Editorial: America’s parade of gun violence comes to Orange, Calif.

So now it’s the city of Orange’s turn in the gun violence spotlight. Four shot dead, including a 9-year-old boy, and a woman wounded late Wednesday afternoon. The alleged shooter is in the hospital too, wounded in an exchange of gunfire with responding police, officials said.

Orange police asserted Thursday morning that the shooting arose from a possible business or personal relationship. But the motive is less significant than the act, and the use of a firearm, and the fact that four people slaughtered in a hail of gunfire is not a rare occurrence in this country, as it is in most of the rest of the world. Because here in the land of the free, we accept such tragedies with “thoughts and prayers” and demands for change. But sympathy isn’t tangible, and demands get you nowhere without action and the marshaling of political power.

The U.S. Senate plans to take up a bill the House passed to expand background checks for would-be gun buyers, but with Senate Republicans ready to filibuster it, well, that piece of legislation isn’t likely to fare any better than the scores of failed gun control proposals that preceded it. In fact, gun sales tend to increase after high-profile shooting incidents.

So far, those who want to make us all safer from gun violence have not been able to budge 2nd Amendment absolutists who believe that enacting laws to slow the flow of implements of mayhem into the wrong hands and the wrong places somehow translates into the triumph of tyrannical government. Or something like that. It can be hard to fathom the logic behind a willingness to let people die in service of a myth.

We note, too, that Wednesday’s deaths are being called the third mass shooting in recent weeks, following the massacres at three spas around Atlanta that killed eight people, six of them Asian women, and the killings of 10 people by a gunman at a Boulder, Colo., supermarket. But that mixes up the terminology, and the count.
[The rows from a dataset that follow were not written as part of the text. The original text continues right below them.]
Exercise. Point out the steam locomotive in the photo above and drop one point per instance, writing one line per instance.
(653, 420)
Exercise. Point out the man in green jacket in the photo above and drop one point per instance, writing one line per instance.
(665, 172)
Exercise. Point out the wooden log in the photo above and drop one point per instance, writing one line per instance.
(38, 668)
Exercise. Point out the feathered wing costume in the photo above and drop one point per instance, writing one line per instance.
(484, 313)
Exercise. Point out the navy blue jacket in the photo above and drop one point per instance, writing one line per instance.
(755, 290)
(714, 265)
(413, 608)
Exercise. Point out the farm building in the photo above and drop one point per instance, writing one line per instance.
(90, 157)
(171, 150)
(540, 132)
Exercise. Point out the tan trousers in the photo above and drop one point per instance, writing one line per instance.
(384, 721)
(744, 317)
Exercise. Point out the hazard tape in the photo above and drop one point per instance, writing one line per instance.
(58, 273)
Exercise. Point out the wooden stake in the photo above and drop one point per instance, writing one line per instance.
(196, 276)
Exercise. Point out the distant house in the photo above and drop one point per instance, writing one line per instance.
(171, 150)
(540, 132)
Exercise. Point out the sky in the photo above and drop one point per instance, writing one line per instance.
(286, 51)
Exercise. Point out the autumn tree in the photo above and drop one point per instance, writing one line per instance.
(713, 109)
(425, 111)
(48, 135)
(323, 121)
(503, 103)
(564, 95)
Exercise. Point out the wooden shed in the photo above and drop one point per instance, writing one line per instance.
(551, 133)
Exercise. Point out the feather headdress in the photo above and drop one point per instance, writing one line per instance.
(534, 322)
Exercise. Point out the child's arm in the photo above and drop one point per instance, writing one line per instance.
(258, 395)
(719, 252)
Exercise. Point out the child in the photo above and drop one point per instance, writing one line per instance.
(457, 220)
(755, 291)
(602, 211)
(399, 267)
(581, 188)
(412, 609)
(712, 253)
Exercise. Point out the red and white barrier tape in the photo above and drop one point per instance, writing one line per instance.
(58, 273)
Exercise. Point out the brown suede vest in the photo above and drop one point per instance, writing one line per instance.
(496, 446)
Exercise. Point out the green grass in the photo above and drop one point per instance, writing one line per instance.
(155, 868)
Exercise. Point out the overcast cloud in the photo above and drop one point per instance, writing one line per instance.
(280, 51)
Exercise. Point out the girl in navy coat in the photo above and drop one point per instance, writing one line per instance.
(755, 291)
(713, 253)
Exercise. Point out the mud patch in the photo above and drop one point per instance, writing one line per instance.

The Gun Violence Archive defines a mass shooting as an incident in which four or more people other than the gunman are shot, whether they live or die. Under that definition, Wednesday’s attack in Orange was the 120th of the year. But the archive also counts 48 people killed and 10 others injured in eight mass murders so far this year, incidents in which four or more people are shot dead, not including the shooter.

As we’ve noted before, these mass shootings and mass killings grab the public spotlight, but the real carnage plays out in ones and twos and threes, often in domestic settings and usually leaving devastated relatives and friends to try to pick up the shattered pieces of their lives. As of early Thursday, the violence database counted at least 91 people killed and 183 wounded in the previous 72 hours. And because that count relies on sifting through public reports, the totals often lag — for instance, the four dead in Orange had yet to get entered.

So pick your statistics. Each evinces an obscene level of routine gun violence in this country, a pace that varies by region but generally is higher in states with loose gun laws and lower in states with tighter regulations. But obviously, even here in California, with some of the strictest gun laws in the nation, we are not immune to this national public heath scourge.

What does all this cost us? Well, in human lives, more than 40,000 people last year died of bullet wounds, whether fired in a random encounter, by an intimate partner, by accident or by themselves. Tens of thousands more suffered injuries, some so grievous as to change the course of their lives. All, no doubt, leaving unseen psychological scars and, in the case of child witnesses of gun violence, often increasing the odds that they will engage in criminal behavior as adults.

What does it cost in dollars? It’s hard to get a clear estimate, but the advocacy group Everytown for Gun Safety estimates about $280 billion a year spent on emergency response and medical treatment arising from gun violence.

That’s the broad context of gun violence in America — lots of easy-to-obtain guns, political stalemate blocking any meaningful change in federal law, daily carnage that amounts to tens of thousands of people killed or maimed each year with many more suffering far into the future, and exorbitant public costs to respond to that carnage and treat the victims.

But in Orange today the broad context fades into the background as yet another set of families grieves the needlessly dead.